Uma pessoa persistente e dedicada. Levou cinco anos para ser aprovada na Universidade Federal do Paraná, a mais concorrida do estado. Com 23 anos, achava-se suficientemente madura para encarar o desafio de passar 6 anos na graduação e depois residir em um hospital. Seu desejo central era se tornar psiquiatra. Contudo, tinha também ambições pragmáticas de se consolidar financeiramente a curto e médio prazo. Algo que se contrapunha ao processo gradual e lento dos períodos da faculdade. Assim, Rafaela se viu diante de uma situação complexa, necessitando arrumar maneiras pouco ortodoxas de se sobressair. Como ela conseguiria enriquecer em pouco espaço de tempo, a não ser transgredindo princípios e condutas éticas? E, ademais, que fator concreto a motivaria, ou melhor, a impulsionaria a dar entrada aos seus objetivos? Nessas indagações que antecederam as suas ações, Rafaela amiúde se recordava da filosofia de vida de seu  professor do colegial, um sujeito ardiloso que serviu como referência para os seus pensamentos distorcidos. Guiminha, como ele gostava de ser chamado, aconselhava os seus alunos a serem individualistas e sempre se dedicarem a seus sonhos, mesmo se esses sonhos fossem incômodos a outrem. Além disso, dizia ele que a sociedade era hipócrita e gostava de ser enganada, portanto, seria um método eficaz aparentar complacência para com o próximo, e dissimular com o intuito de saciar o desejo das pessoas em serem idiotas e ludibriadas.
Embora repleto de preconceitos, e acusado de ser adepto de pensamentos fascistas e opressores, Guiminha nunca foi preso ou julgado por incitar a violência e manipular mentalidades. Inclusive, ganhou fãs de seus posicionamentos radicais, tal como a própria Rafaela. Agora que sua vida estava começando a engrenar, ela necessitava agir para realizar, a qualquer custo, os seus anseios. Contudo, quando, num fim de tarde, voltou da faculdade e foi em direção ao bairro Boqueirão, onde morava, relatou os seus anseios para a sua mãe, Adriana. Esta, mais comedida e receosa, repudiou a ideia de sua filha procurar Guiminha novamente. Até porque, sabia que ele não era uma pessoa confiável. Ademais, era compreensível esperar de uma mãe tamanha precaução, ainda mais por Adriana ter se envolvido com Guiminha no passado, sem a filha saber. Conquanto compreendesse, até certo ponto, as preocupações de sua mãe, Rafaela não hesitou em procurar Guiminha no curso onde ele dava aulas. A sua intenção era pedir conselhos e, também, encontrar alternativas para ganhar dinheiro fácil. Sabia que o seu professor era bem relacionado com a high-society, uma vez que, paralelamente às atividades acadêmicas, gerenciava jovens para a prostituição. No entanto, Rafaela relatou que não queria apenas um envolvimento fugaz e efêmero com algum cliente com ótimo poder aquisitivo: queria alguém com status suficiente para alicerçar a sua carreira de médica que estava apenas começando.

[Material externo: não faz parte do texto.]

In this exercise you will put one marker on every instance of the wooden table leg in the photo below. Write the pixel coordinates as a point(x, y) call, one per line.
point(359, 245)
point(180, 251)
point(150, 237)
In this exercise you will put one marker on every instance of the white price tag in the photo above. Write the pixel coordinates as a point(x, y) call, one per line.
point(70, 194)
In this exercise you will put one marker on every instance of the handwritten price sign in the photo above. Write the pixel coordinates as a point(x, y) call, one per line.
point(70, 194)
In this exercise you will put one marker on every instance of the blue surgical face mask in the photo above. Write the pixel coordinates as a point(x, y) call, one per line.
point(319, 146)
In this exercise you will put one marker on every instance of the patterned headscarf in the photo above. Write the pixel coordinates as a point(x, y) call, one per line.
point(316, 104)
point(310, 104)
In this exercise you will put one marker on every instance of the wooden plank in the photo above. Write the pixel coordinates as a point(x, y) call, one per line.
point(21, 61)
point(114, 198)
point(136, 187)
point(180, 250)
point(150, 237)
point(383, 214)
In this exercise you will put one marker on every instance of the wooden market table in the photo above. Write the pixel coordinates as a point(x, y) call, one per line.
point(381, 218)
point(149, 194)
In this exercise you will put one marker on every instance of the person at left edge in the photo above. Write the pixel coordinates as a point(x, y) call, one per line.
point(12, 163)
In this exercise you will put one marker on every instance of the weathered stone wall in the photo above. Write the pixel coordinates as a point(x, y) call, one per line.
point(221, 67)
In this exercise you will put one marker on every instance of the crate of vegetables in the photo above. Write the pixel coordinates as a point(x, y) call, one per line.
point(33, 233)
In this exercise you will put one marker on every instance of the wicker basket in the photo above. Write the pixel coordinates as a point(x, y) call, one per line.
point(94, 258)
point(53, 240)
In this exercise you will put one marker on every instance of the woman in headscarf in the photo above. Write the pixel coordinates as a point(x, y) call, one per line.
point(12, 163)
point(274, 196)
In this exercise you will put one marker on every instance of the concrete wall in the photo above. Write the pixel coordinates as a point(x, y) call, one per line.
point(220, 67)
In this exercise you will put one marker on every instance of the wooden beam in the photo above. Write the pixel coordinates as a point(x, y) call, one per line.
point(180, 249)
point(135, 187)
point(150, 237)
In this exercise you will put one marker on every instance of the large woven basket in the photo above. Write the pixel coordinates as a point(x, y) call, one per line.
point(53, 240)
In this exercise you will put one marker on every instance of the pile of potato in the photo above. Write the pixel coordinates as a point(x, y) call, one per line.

Guiminha, um sujeito dúbio e perspicaz, após se mostrar surpreso com a proposta e obstinação de Rafaela, de maneira radical a conduziu até uma festa em que se encontravam figuras importantes da alta sociedade curitibana. Muitos daqueles convidados sabiam de suas atividades ilícitas. Não demorou muito para Guiminha, tão bem relacionado, apresentar Rafaela para um jovem médico chamado Lucas André. Este, por sinal, ao conhecer aquela se mostrou extremamente encantado e, paradoxalmente, intrigado. Afinal de contas, nessas habituais cerimônias em que, invariavelmente, eram frequentes tipos tão óbvios, fúteis e cansativos, encontrar aquela garota, quase mulher, com uma beleza extraordinária e uma feição singela e aparentemente ingenua, era como sair de um quadro pincelado pelo tédio e inserir, numa nova moldura, cores mais vibrantes e vivas. Assim, naquele primeiro encontro, as conversas entre eles, embora triviais, tiveram uma impressão intensa e os fizeram se dar conta de que novos momentos seriam vivenciados.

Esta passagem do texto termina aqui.